In an interview with The Sun, the Pink Floyd legend said that: “After you achieve these dizzying heights, people tend to show you way too much deference,” he admits. “It becomes hard to retrieve the setup you had when you were young.”
“In the earlier stages of Pink Floyd, we could be as rude and insulting to each other about our personalities and our music as we wanted - and yet everything would be all right in the end. No one ever stomped off permanently - until that bloke did…”
We think he might be referring to Roger Waters. Clearly, he who cannot be named.
Gilmour is set to release a new solo album Luck And Strange this Friday and he was talking about how he came to work with Alt J and Marika Hackman producer Charlie Andrew on the album.

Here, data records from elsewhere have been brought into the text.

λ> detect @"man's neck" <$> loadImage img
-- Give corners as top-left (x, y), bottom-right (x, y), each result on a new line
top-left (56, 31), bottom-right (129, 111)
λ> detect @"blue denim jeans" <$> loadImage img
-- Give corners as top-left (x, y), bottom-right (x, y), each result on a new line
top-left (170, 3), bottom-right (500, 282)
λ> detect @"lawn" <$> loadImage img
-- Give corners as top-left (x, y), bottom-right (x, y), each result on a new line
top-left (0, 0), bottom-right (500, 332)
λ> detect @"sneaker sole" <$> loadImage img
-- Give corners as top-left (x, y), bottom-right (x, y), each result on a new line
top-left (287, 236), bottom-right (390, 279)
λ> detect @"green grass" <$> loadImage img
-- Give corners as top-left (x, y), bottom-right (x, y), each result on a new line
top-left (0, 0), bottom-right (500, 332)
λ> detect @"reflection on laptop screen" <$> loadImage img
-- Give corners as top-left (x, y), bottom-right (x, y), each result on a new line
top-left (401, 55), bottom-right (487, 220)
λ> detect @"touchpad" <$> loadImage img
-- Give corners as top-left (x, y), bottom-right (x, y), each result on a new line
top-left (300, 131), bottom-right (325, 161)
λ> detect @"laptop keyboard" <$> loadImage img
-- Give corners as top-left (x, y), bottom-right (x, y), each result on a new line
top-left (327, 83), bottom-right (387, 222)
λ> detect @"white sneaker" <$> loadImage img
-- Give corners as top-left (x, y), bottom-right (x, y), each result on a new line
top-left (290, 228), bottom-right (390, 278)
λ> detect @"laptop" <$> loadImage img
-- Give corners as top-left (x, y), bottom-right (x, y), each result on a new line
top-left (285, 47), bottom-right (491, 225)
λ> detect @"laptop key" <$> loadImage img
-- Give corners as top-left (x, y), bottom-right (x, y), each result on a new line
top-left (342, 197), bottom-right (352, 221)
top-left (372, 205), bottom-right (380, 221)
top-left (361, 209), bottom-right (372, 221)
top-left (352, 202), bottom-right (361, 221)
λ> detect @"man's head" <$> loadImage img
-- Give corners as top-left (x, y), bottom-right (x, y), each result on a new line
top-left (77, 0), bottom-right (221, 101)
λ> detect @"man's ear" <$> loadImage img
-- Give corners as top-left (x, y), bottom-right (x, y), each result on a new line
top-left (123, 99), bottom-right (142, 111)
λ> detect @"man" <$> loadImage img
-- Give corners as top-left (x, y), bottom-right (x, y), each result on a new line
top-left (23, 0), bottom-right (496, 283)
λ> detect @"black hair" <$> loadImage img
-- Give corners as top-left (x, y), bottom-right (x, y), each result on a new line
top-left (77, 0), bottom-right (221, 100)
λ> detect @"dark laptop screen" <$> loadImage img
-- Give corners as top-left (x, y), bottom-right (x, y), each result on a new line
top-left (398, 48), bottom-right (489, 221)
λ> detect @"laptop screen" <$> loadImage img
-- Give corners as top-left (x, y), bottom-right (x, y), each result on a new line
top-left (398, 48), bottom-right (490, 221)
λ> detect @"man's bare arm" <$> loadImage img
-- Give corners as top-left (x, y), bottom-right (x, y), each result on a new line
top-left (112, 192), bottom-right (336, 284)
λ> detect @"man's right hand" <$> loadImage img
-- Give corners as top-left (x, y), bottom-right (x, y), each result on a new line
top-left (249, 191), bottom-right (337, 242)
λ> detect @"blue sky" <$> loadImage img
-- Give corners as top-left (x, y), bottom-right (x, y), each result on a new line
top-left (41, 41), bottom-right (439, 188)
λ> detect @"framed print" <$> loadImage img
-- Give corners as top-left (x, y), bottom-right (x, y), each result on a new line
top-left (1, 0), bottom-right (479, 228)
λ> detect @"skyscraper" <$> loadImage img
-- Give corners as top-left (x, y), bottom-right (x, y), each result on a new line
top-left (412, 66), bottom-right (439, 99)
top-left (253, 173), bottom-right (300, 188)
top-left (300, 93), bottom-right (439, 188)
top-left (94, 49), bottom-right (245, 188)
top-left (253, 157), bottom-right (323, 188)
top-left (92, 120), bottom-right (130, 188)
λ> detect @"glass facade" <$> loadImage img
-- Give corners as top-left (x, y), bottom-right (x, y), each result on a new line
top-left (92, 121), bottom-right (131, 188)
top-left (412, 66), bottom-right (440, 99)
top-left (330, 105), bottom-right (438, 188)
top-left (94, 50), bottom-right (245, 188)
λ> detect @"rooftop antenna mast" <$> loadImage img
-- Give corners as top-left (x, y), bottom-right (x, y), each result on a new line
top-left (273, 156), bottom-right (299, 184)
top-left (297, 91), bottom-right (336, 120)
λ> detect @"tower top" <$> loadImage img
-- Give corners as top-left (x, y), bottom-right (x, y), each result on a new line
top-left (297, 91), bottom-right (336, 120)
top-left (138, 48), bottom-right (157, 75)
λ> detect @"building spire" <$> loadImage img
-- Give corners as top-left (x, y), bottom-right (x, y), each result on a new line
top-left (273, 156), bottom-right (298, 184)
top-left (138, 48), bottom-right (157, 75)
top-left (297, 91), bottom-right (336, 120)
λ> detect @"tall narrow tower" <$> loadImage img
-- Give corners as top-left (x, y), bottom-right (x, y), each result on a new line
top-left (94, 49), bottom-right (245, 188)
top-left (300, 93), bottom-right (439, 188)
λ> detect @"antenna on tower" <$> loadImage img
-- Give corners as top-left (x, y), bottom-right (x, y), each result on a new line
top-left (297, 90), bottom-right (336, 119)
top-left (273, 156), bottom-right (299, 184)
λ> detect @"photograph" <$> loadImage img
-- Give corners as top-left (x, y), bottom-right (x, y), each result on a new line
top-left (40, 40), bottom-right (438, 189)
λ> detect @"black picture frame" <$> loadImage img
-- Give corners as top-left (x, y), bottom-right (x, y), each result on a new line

“I looked at all the people I knew but I’d got to a point in life where I wanted to move things forward in a different way. I made contact with Charlie and he came down to the house. He had total lack of knowledge of Pink Floyd and the side of the music industry that I come from.”
"Charlie was refreshingly blunt with some of his opinions. He was brilliant’’.
The album is something of a family affair for Gilmour. His wife, the novelist Polly Samson contributes the majority of the lyrics, their daughter Romany played the harp on the track Between Two Points and the final track Scattered is co-written by their son Charlie and features backing vocals from his brother Gabriel.
Gilmour praised his wife’s contributions in the interview, saying: “As a married couple, we discuss our fears and our joys. She knows my preoccupations.
"It’s a great skill that she can inhabit my head. But her input is not limited to the lyrics. She has solid opinions on every aspect of what we do and is not scared to voice them.”